Krøllebølle
Krøllebølle

Reputation: 3028

Filter out unique data from PostgreSQL query result in Javascript

I have a PostgreSQL database from which I query data using node.js with the pg module. The resulting array in my Javascript code (on the server side) contains lots of duplicate values because that's the way the data is returned.
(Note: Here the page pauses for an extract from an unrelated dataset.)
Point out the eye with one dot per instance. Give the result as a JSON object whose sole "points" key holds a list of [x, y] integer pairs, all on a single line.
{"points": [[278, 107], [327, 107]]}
I believe the query is ok, so the values are duplicated because of multiple INNER JOINS with tables that are independent of each other, so that a result of A and B from one table (qa_layers in this case) with a result of C and D from another table (qa_cases in this case), together with a common value E from a third table (qa_settings in this case )will be represented as

| settings_name | layer_name | case_name |
| E             | A          | C         |
| E             | A          | D         |
| E             | B          | C         |
| E             | B          | D         |

As far as I know, this should be the expected behavior. What I need to do is to filter out the unique data for each column as arrays with unique values, e.g. [A, B] and [C, D] for layer_name and case_name. In my mind there could be several ways to achieve this, but each of them seems a little painful, unless there is some helper library or functionality I don't know about.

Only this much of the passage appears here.